Ingredient
375g shrimps (medium size)
300g tomatoes
150g straw mushrooms
2 dried red chillies (seeded)
2 slices Laos root
2 lemon leaves
2 sprigs Chinese parsley
2 sprigs lemongrass
1 red&1 green perennial chilli
5 cups stock
Seasoning
1 tbsp fish grary
1/4 salt
2 tbsp lime juice
Method
Shell shrimps with tail intact. Cut a slit in between and devein. Wash and wipe dry. Slice tomatoes with seeds removed. Scald straw mushrooms. Rinse and cut into halves.
Remove seeds from dried chilli and put it into a wok without oil. Bake for a while. Pat lemongrass until loose and cut into sections.
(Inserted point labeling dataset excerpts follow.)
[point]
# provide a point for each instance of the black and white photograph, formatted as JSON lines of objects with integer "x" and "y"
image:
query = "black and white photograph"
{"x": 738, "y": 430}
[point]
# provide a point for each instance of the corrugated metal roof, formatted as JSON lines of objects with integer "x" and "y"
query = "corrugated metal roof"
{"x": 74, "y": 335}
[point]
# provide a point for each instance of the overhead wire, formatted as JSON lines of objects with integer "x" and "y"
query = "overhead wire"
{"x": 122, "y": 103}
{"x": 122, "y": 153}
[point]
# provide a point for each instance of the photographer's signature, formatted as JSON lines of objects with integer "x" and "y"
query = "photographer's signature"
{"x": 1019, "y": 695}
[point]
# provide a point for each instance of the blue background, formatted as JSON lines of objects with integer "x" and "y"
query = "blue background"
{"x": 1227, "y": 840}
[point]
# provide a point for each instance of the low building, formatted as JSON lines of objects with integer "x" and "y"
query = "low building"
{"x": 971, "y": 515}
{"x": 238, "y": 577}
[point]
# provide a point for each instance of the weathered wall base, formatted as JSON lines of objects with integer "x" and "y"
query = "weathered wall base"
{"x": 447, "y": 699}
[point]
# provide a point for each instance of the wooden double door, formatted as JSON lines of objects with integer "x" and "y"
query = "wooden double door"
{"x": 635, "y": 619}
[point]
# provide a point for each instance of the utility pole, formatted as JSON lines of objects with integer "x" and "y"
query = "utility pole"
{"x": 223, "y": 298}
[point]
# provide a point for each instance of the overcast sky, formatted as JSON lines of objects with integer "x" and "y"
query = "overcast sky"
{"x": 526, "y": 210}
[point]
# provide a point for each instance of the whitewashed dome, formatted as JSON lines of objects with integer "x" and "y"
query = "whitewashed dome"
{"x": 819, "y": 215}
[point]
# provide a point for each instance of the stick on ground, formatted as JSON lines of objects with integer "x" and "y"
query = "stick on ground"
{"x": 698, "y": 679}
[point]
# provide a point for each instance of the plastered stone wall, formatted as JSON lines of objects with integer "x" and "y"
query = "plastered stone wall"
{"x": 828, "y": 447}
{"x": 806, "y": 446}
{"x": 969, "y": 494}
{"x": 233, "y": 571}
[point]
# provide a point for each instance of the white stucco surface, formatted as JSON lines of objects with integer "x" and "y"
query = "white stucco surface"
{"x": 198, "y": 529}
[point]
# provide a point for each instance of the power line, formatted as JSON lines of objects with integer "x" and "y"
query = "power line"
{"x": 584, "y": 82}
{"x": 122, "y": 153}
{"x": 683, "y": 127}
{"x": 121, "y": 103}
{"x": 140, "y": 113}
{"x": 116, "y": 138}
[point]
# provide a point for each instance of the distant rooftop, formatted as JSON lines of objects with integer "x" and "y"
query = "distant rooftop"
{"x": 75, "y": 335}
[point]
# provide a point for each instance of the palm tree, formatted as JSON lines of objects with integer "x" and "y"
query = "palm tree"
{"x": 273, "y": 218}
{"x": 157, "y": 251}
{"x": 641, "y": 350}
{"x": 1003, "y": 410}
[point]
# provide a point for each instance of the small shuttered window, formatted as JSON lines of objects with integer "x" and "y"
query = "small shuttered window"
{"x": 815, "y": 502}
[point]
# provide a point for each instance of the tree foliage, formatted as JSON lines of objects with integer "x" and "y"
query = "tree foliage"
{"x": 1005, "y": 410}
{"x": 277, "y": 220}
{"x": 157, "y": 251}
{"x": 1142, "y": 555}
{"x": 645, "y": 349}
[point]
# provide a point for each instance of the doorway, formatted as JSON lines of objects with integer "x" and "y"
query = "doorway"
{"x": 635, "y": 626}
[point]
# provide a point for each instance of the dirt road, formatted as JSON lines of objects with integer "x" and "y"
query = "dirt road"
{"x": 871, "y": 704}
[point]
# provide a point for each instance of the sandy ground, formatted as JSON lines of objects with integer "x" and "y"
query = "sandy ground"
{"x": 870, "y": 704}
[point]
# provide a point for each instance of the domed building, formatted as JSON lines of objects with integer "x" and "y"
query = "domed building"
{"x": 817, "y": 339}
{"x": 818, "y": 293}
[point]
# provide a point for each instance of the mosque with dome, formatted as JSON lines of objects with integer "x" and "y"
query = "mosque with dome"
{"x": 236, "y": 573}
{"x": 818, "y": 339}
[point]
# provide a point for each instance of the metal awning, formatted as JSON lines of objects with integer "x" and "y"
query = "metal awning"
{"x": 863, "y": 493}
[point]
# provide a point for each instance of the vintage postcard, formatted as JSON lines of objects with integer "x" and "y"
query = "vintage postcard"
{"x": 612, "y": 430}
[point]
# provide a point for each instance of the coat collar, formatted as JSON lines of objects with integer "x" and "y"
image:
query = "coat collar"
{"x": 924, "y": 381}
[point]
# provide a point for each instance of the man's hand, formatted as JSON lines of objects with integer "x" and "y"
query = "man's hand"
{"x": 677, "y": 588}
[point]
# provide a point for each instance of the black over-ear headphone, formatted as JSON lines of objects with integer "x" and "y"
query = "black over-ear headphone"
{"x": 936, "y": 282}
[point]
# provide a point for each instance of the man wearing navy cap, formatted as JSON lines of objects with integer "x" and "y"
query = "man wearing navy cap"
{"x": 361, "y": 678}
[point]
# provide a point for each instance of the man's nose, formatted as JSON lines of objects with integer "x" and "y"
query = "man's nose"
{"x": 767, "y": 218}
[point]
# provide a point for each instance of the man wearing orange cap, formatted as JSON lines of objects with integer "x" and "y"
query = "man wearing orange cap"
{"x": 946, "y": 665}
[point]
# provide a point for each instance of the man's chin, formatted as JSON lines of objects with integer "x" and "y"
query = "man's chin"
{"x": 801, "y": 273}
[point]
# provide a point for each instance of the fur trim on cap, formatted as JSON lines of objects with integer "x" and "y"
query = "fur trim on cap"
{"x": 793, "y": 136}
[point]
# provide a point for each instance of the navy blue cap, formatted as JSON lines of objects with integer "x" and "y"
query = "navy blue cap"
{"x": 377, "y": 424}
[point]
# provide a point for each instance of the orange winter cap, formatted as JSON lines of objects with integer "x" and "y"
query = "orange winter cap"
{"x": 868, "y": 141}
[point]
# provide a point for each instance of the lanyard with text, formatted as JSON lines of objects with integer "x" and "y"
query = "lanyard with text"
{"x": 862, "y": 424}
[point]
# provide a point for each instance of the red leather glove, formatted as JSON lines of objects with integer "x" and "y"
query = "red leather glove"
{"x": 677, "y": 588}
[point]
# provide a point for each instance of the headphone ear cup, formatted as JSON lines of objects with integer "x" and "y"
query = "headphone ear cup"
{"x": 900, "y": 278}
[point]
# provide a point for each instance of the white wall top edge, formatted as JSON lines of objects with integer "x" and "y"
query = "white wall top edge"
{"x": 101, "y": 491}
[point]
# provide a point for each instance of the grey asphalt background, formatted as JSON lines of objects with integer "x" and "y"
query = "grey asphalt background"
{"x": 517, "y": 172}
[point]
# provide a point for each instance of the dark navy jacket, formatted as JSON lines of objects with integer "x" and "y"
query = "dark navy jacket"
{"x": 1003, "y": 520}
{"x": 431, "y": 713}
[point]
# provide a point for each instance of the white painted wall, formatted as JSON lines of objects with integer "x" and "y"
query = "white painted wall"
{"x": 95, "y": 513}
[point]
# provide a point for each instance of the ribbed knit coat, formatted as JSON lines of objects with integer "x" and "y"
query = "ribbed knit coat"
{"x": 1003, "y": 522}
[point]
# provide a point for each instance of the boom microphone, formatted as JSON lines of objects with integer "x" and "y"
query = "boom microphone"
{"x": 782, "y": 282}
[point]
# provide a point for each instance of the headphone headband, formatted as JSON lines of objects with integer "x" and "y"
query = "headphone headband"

Slice red and green chilli and remove seeds. Wash Laos root. Lemon leave and parsley.
Heat wok with 1/2 tbsp oil. Add shrimp head and shell. Stir fry until red. Add stock and the ingredients in step (2). Boil. Turn to low heat and cook for 20 minutes. Discard the residue. Add tomatoes and straw mushrooms. Boil for 5 minutes. Add shrimp flesh. Allow to boil until cooked. Mix with seasoning. Garnish with parsley.